I've met people who work full time, attend school, and have kids - my life is not at all busy compared to them!

Some of these people have cut out sleep to make more time for other things.
posted by yohko at 8:48 PM on March 20 [1 favorite]

Mod note: [btw, this has been added to the sidebar and Best Of blog!]
posted by taz (staff) at 3:39 AM on March 24

My partner and I both work demanding full time jobs. We have a 5 year old who just started school.

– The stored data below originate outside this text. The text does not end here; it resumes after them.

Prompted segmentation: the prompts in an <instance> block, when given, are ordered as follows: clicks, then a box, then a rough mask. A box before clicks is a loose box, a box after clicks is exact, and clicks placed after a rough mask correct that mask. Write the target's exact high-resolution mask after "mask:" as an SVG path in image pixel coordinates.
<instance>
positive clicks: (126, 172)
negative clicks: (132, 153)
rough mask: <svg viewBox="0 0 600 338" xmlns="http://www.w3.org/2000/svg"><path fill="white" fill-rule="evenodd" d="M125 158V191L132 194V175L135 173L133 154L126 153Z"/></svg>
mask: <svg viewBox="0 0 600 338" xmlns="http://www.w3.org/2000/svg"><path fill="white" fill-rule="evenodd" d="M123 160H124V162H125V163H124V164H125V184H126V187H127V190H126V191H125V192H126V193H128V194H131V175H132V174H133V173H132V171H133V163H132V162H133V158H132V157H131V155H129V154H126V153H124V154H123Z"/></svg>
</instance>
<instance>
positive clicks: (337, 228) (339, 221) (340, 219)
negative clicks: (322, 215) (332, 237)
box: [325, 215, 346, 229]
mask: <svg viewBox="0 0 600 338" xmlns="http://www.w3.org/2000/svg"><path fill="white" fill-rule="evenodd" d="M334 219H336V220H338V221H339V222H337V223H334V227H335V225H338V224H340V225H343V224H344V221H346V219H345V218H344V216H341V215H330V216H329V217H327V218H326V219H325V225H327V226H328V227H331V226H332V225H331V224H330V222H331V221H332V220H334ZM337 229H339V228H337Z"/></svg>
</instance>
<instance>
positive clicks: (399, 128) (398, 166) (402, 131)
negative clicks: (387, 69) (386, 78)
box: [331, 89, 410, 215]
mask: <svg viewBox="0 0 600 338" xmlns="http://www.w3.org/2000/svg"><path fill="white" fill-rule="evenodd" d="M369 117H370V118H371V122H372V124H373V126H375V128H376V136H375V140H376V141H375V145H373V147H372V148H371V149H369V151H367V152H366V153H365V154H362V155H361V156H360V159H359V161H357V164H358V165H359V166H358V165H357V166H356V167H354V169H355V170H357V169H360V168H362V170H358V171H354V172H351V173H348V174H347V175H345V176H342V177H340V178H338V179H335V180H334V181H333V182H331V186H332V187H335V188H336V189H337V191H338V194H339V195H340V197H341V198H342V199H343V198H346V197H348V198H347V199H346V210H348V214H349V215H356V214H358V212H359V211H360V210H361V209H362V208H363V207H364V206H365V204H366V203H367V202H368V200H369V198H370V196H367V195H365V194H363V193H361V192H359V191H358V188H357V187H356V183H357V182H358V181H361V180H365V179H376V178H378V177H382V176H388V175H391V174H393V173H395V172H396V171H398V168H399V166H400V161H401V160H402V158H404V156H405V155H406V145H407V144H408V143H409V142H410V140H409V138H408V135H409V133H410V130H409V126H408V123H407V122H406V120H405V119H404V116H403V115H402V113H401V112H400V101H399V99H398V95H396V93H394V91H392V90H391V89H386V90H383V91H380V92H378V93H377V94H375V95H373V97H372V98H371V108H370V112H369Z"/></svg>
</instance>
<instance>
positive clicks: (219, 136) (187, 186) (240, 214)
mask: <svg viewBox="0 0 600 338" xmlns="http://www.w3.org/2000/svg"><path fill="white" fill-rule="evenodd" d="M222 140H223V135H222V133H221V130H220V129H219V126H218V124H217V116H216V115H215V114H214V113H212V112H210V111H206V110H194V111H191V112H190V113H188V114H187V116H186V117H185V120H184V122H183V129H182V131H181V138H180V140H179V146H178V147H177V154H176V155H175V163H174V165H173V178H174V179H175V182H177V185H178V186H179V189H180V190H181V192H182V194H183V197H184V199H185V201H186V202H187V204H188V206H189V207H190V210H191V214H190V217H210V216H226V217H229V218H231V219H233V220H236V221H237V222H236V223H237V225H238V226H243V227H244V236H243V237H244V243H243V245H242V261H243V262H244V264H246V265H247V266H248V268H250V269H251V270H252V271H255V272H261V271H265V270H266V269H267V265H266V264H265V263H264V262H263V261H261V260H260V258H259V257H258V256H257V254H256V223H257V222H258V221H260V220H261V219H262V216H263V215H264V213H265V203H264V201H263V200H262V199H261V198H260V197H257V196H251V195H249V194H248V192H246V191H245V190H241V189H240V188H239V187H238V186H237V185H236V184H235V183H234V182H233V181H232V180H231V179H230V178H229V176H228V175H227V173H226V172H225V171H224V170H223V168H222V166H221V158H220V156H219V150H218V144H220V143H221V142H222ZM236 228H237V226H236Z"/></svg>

We are lucky in the sense that we live half a mile from the school and both largely work from home, which helps us claw back valuable time. When one of us is at the office or at a client site, the other one picks up the resultant slack on the home front.

(All times approximate)
06:30-07:00 Wake up. Whoever gets up first makes first round of coffees.
07:00-07:45 Morning time. Breakfast, showers, two coffees each, a bit of school work to keep our son on top of his learning. Prepare his school lunch.
07:45-08:00 Play/iPad time. LEGOs and the like.
08:00-08:30 Doing the alphabet (flash cards) and putting on uniform.
08:30-09:00 Walk him to school (and back). Usually one of us, occasionally both.
09:00-17:00 Work, with a floating lunch, depending on meetings and work load. I usually put on a load of dishes and laundry during lunch. Our son is in after school care three days per week, and the two remaining days we alternate to pick him up at 15:30.
17:15-19:00 Post-work comedown. Dinner falls in there somewhere depending on how early I get started on it, but always finished and eaten before 19:00. Usually play time, a walk to the local park, or just iPad. Lately a bit of school work. My partner goes for exercise classes twice a week during this time.
19:00-19:30 Bath/shower/change time; laying out his clothes for tomorrow if a school night.
19:30-20:30 Bedtime ritual. Reading on school nights, often a movie on Fridays.
20:30-23:00 Evening/Adult time. We're both usually drained by this time and don't have energy for anything but unwinding, usually with a show, just having a chat, or occasionally a book. I exercise once per week during this time (and on Saturday mornings while he is at swim practice).
(sleep; repeat)

Anything outside of this routine happens on the weekend.
posted by flippant at 9:57 PM on March 25

If you are a neurodivergent/diverse individual, advice intended for neurotypical brains is not going to work for you, and will likely make you more stressed and ashamed. I would for sure read up on Spoon Theory and set some realistic expectations for yourself based on how you might be feeling each day.

The things I prioritize for myself are to get out of the house at least once a day, to make sure to drink water, and to not let chores stack up so long that they start to be totally overwhelming.

That said, I have some days where I can easily get through six things on my to-do list. It really depends.